5.1.2 Microfluidic vascular-on-a-chip systems. Microfluidic organ-on-chip systems can provide precise control over the microenvironment, enabling advanced modelling of perfusable microvessels in vitro. These devices typically feature endothelialized microchannels287,288 fabricated in polymers like polydimethylsiloxane (PDMS), emulating arterioles, venules, or capillaries (Fig. 3A). Under continuous perfusion, they achieve physiological flow regimes and hemodynamic shear forces (1–60 dyn cm−2).289 These models are crucial because a dynamic environment elicits distinct cellular behaviours such as cell alignment and tight junction changes that are not fully captured in static 2D or 3D cultures (Fig. 3C).290 Critically, many endothelial behaviours are flow dependent, and thus static vascular models without sustained perfusion can underrepresent vascular biology. For example, networks cultured under static conditions lost perfusion by day 12, whereas continuous perfusion maintained perfusable vessels for at least 51 days and reduced inflammatory signalling.291 Furthermore, these platforms can facilitate and allow the study of complex intercellular interactions such as those between endothelial and mural cells, which have a significant impact on tube formation, perfusibility and establishment of microvascular networks (Fig. 3B).292,293 Finally, vessel-on-chip systems are powerful tools for examining angiogenesis, drug transport, vascular pathology, and disease mechanisms tailored to individuals and specific pathological conditions, by incorporating patient-derived cells and tuning the mechanical properties of specific areas to capture disease- and patient-specific vascular phenotypes and test personalized therapeutic responses in a controlled, perfused microenvironment (Fig. 3D and E).294,295 Limitations include PDMS absorption of hydrophobic molecules and challenges in scaling tissue integration. To overcome PDMS-related constraints, investigators can utilize photocrosslinkable GelMA systems. By modulating GelMA's degree of methacrylation and increasing the GelMA wt%, the Young's modulus can be tuned up to the tens of kPa.296–298 Similarly, diacrylated Pluronic F127 hydrogels (15 wt% polymer, ≥90% acrylation) form non-swelling covalent networks (G′ = 1–2 kPa; E = 75 kPa) that preserve channel geometry under flow for a week.299
image file: d5bm01885d-f3.tif
Fig. 3 Engineered organ-on-chip platforms for vascular and cardiac disease modeling. (A) Schematic diagram of the PDMS vasculature organ on a chip structure used to generate the 3D blood–brain barrier (BBB) chip. (B) Engineered microvessels in a 3D BBB chip: surface (i, ii) cross-sections (iii, iv), and high-magnification cross-section “zoom-ins” of the engineered microvessel wall (v, vi). (A and B) Adapted from ref. 288 (Copyright 2016, Herland et al.) and is open access. (C) Confluent HUVECs exposed to homogeneous laminar shear stress (∼6.6 dyn cm−2) in a parallel-plate flow chamber progressively elongate and align in the direction of flow, whereas static cultures remain largely non-oriented.
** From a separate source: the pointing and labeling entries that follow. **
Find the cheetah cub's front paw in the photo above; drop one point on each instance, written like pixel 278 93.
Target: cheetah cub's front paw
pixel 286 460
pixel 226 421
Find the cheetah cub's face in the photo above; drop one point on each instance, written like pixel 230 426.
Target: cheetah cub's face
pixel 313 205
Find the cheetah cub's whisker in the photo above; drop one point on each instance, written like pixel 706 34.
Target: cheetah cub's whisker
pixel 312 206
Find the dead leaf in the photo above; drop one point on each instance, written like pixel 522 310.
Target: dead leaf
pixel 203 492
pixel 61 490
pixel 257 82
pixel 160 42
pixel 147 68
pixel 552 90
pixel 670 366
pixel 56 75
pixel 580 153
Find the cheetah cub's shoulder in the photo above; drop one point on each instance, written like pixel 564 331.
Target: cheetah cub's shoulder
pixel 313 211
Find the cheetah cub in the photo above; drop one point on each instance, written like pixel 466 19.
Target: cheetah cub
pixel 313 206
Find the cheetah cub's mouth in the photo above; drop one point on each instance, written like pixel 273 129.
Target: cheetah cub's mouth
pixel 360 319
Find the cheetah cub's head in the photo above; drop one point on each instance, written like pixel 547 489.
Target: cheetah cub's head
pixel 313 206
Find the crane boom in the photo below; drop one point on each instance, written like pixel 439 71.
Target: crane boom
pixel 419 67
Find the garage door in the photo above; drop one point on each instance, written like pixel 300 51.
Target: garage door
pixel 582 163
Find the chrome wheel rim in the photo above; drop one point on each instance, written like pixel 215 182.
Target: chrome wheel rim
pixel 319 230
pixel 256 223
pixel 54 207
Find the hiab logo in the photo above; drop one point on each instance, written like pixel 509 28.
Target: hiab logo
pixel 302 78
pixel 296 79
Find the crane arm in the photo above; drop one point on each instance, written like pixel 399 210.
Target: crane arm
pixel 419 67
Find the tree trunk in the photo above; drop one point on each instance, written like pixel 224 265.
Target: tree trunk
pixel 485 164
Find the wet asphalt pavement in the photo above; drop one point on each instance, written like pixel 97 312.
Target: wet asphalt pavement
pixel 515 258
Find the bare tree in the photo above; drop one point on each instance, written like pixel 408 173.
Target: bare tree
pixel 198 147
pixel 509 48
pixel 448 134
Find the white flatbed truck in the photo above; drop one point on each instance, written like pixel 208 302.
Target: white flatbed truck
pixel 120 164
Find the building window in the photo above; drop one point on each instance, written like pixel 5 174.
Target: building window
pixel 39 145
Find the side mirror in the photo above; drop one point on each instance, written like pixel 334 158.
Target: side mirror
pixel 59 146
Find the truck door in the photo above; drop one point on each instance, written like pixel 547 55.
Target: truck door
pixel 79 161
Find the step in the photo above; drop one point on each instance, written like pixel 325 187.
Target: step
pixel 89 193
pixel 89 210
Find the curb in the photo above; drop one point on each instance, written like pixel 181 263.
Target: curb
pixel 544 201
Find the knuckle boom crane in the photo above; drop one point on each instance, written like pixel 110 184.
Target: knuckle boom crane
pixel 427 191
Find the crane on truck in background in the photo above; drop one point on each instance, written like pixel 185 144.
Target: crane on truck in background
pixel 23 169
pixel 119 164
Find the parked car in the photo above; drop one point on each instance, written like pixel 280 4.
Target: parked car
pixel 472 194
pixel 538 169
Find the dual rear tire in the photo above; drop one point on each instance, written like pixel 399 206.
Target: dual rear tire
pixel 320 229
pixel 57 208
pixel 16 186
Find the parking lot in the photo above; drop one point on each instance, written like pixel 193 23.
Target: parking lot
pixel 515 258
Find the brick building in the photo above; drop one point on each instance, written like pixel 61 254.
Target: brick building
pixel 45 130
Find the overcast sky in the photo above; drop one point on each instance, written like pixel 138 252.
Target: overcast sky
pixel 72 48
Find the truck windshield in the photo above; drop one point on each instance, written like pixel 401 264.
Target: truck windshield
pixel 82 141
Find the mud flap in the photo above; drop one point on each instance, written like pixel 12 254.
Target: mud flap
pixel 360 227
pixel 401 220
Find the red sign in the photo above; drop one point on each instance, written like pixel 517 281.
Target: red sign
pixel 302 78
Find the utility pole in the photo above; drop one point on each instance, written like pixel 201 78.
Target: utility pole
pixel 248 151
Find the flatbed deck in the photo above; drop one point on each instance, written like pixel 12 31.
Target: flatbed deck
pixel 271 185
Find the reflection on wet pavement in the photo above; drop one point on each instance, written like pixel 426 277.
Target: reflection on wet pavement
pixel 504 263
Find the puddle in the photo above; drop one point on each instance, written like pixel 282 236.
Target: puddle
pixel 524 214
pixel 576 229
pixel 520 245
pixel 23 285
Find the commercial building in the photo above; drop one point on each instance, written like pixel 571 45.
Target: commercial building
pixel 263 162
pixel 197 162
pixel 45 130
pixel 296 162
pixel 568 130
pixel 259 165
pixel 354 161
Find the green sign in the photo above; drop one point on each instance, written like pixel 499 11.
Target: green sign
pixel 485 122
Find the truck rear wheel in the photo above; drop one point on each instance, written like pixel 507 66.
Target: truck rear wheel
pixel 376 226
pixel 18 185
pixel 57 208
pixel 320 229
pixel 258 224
Adapted from ref. 290 (Copyright 2022, Lindner et al.) and is open access. (D) (i) Schematics of a heteropolar scar myocardium organ-on-chip model that spatially compares stiff fibrotic scar and healthy cardiac tissues to recapitulate the regional heterogeneity of a focal scar, border zone, and adjacent myocardium, enabling the study of regional remodelling and differential drug responses. (ii) Schematic comparing the mechanical microenvironment used to model the healthy myocardium vs fibrotic scar, showing a shift from physiological stiffness (∼8–10 kPa) to pathological stiffness (∼30 kPa). Adapted from ref. 300 with permission from the Royal Society of Chemistry, copyright 2019. (E) (i) Cell isolation workflow for patient cell isolation for personalized drug-response testing; (ii) removal of non-adherent leukocytes and platelets from culture flasks seeded with cells isolated from the buffy layer. (D) and (E) Adapted from ref. 294 with permission from the Royal Society of Chemistry, copyright 2019.

5.2 3D bioprinting

3D bioprinting brings together cells and biomaterials in specific architectures to build vascularized tissues layer-by-layer. Bioprinting enables the direct fabrication of channels or vessel-like structures within a tissue construct, providing a patterned vasculature on demand. High-impact advances have shown that bioprinting can produce perfusion-ready vascular networks in thick tissues, addressing the diffusion limit that constrains tissue engineering.
5.2.1 Sacrificial printing. Sacrificial bioprinting involves depositing a temporary filament (the fugitive ink) in the pattern of the desired vascular network, and then encasing it with a cell-laden matrix. Subsequently the sacrificial material is removed to leave behind open channels that can be seeded with cells. For example, sacrificial writing into functional tissue (SWIFT) bioprinting prints sacrificial gelatin inks through densely packed organoid matrices to form perfusable channels within centimeter-scale, high-cell-density cardiac patches.301

The mechanical characteristics of both the sacrificial ink and support bath are critical. A matrix with insufficient yield stress fails to maintain structure, while excessive stiffness can hinder cell viability and channel fidelity.302 These trade-offs can be mitigated by adding rheological modifiers. For example, blending LAPONITE® RDS and CaCl2 into the Pluronic bath raises its yield stress to 47 Pa and confers rapid thixotropic recovery, resulting in high cell viability.303 Similarly, in ECs embedded within a glucose-sensitive poly(ethylene glycol) diacrylate (PEGDA)/dithiothreitol (DTT)/polyethyleneimine (PEI)-borax ink with tailored stiffness (G′ = 8.5 kPa) and self-healing properties, the cells in the ink maintained 79.4% viability post-print, proliferated four-fold over 14 days, and formed capillary-like networks; softer formulations (G′ < 8.5 kPa) showed larger filament diameters and were more susceptible to structural collapse due to low modulus and poor stackability, whereas a slightly stiffer control hydrogel (G′ = 10 kPa) was more brittle and harder to inject as continuous filaments.304 More recently, shear-thinning PEG–norbornene granular slurries were used as support baths for the sacrificial patterning of mesoscale channels while preserving subsequent interstitial microvascular self-assembly in >500 mm3 constructs.305 While sacrificial printing is well suited for building perfusable channels ranging from 115 µm up to millimetres in diameter, its resolution is limited mainly by nozzle size and printing fidelity and offers limited precision at the capillary scale.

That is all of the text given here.